Schedule II narcotics are the most heavily guarded drugs that exist behind a pharmacy counter but perhaps you don’t understand what that means for you, the patient, and how that can affect you and your ability to fill the medication. The reason for these drugs being so guarded is that there are so many people out there looking to take advantage of those drugs and abuse them or sell them on the street where their street value is sky high but as a patient who needs it for traditional reasons you have to be aware of the problems you face.
Once a doctor writes you a script for a Schedule II narcotic you then have 90 days to get it filled. This used to be a seven-day rule but the rule has been changed to accommodate doctors who would like the write prescriptions for patients ahead of time when they come in on their visit.
You must know that a Schedule II drug cannot be phoned into the pharmacy by the doctor. It cannot be sent by fax or by telephone. It has to be written out by the doctor. This is the reason for the new 90-day rule. A mother with children who might be taking Adderall shouldn’t have to come back every three weeks to get a new medication for their child.

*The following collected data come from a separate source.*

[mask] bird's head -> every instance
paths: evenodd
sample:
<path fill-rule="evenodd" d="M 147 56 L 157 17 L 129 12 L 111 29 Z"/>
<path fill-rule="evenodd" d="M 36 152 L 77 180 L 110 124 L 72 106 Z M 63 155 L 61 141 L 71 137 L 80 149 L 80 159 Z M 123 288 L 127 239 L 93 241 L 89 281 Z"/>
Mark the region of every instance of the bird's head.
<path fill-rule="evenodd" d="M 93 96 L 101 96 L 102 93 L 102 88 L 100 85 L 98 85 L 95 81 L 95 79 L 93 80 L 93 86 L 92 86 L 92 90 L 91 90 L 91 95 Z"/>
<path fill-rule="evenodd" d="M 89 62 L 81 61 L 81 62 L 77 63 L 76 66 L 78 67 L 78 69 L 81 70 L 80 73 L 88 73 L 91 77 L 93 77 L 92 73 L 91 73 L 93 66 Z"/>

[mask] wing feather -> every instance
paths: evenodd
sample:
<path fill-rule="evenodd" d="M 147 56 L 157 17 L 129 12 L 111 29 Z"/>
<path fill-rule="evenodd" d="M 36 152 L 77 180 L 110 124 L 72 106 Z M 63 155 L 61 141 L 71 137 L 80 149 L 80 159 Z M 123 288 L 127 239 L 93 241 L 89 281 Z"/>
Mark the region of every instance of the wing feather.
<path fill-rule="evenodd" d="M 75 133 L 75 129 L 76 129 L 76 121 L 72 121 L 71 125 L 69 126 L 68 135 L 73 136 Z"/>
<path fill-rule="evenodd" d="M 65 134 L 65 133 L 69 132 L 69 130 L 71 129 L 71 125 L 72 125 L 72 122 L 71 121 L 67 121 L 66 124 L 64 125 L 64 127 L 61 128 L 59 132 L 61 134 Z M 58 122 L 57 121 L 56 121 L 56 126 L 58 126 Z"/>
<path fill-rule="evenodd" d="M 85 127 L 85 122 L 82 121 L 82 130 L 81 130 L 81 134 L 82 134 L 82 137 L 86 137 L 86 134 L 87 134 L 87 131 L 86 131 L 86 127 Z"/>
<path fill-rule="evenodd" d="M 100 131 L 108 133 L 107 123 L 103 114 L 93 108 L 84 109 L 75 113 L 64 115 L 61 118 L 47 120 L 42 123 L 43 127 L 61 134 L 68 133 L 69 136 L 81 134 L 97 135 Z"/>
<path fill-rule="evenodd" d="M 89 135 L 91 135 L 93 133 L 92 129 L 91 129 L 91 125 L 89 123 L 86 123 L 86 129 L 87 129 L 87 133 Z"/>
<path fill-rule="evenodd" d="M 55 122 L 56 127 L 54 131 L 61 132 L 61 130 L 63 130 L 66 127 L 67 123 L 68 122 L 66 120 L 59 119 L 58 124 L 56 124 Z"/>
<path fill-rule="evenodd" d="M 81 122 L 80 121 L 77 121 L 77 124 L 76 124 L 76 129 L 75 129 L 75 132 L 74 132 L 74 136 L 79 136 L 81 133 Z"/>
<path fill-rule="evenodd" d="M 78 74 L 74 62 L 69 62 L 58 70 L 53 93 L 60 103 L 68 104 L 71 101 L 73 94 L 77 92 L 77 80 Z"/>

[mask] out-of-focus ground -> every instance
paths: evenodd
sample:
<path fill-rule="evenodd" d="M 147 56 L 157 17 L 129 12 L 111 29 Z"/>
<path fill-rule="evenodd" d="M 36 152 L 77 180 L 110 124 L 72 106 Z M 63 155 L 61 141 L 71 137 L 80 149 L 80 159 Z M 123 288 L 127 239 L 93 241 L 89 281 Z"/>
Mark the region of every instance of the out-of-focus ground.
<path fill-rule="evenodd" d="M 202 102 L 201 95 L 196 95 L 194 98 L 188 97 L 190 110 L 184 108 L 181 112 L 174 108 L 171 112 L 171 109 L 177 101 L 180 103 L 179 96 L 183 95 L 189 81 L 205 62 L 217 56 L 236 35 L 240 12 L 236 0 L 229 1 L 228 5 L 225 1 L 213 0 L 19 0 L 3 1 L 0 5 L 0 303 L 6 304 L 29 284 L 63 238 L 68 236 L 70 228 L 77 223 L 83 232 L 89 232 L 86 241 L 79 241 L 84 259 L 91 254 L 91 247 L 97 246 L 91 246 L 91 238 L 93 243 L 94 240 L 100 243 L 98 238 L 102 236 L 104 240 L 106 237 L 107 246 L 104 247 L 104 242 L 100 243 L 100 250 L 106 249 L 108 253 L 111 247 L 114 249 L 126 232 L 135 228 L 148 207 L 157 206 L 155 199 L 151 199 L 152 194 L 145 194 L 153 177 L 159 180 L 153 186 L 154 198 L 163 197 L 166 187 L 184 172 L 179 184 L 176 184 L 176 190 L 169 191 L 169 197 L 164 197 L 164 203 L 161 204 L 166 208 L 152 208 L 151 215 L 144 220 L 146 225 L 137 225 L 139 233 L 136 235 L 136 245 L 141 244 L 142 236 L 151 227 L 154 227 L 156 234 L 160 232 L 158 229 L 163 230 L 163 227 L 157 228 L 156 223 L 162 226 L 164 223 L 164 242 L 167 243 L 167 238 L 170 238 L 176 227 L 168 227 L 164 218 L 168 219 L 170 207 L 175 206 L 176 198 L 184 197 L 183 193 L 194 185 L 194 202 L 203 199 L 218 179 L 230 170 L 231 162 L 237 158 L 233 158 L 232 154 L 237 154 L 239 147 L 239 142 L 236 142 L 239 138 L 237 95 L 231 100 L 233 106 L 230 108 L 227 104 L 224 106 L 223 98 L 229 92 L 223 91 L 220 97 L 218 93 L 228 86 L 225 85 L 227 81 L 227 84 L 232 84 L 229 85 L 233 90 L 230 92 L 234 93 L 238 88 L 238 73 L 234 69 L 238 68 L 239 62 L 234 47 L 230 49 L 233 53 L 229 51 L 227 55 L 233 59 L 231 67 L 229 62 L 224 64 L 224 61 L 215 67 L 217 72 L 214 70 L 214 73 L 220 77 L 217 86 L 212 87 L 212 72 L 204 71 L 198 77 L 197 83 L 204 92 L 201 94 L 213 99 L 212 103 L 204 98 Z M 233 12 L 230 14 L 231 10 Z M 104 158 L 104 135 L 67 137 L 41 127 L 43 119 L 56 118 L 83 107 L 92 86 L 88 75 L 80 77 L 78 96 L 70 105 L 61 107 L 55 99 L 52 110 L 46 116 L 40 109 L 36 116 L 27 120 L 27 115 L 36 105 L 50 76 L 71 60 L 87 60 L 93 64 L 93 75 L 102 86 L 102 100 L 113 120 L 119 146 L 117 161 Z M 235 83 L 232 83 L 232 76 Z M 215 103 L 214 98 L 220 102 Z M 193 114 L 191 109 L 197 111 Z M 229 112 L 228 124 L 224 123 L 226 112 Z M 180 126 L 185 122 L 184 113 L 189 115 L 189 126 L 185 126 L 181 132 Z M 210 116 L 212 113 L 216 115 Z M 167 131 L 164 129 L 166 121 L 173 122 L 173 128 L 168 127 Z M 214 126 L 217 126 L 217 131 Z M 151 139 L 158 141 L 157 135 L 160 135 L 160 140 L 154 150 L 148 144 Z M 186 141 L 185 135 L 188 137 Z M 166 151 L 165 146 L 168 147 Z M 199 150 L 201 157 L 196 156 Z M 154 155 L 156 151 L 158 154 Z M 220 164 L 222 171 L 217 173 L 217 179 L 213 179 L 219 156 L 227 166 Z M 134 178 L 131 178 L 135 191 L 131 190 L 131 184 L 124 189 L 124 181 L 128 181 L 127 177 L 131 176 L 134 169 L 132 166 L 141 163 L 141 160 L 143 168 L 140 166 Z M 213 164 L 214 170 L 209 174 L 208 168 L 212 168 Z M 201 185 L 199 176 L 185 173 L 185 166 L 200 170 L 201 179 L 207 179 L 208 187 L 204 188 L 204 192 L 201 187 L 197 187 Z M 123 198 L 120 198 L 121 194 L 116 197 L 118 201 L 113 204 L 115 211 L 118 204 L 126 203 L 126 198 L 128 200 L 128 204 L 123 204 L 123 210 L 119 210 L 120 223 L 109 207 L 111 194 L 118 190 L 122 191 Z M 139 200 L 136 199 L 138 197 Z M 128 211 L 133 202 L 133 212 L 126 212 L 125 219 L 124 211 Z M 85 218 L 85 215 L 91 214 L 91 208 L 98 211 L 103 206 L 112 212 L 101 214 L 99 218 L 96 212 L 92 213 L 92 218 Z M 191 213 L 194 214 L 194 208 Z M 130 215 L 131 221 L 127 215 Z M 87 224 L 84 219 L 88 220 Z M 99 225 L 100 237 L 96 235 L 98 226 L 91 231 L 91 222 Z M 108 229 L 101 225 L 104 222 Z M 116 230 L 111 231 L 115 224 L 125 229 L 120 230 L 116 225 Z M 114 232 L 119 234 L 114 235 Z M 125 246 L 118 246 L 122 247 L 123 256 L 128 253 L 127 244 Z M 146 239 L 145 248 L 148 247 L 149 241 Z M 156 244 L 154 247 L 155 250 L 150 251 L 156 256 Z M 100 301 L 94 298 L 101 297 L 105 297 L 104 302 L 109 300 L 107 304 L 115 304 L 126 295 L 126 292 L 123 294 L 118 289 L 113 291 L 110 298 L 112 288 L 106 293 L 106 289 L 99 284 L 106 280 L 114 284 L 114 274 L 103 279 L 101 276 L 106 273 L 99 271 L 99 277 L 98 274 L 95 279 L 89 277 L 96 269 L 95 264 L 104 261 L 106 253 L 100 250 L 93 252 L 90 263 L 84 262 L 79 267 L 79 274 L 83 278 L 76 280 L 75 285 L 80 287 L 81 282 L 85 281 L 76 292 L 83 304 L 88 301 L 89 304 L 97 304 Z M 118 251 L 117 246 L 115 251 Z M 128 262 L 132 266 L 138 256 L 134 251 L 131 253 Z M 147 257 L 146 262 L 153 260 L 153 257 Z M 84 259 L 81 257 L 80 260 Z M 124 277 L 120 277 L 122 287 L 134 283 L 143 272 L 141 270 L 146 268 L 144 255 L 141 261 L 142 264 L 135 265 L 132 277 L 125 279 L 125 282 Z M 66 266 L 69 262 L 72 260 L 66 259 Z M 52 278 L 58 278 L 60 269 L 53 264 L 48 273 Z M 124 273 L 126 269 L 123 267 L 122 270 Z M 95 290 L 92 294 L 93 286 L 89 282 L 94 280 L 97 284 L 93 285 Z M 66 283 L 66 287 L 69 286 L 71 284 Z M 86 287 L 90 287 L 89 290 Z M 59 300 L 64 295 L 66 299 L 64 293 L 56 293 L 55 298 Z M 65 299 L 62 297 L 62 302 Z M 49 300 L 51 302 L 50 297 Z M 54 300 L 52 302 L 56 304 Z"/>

If you walk into a pharmacy with your Schedule II drug prescription and the date appears to be altered at all, it may present a big problem for you. There is a very good chance that you will end up having to wait until a call is placed to your doctor making sure that there is no issue with the date. If there is no date on the prescription then there is another call that will have to be placed to the doctor. These are just some of the rules involved.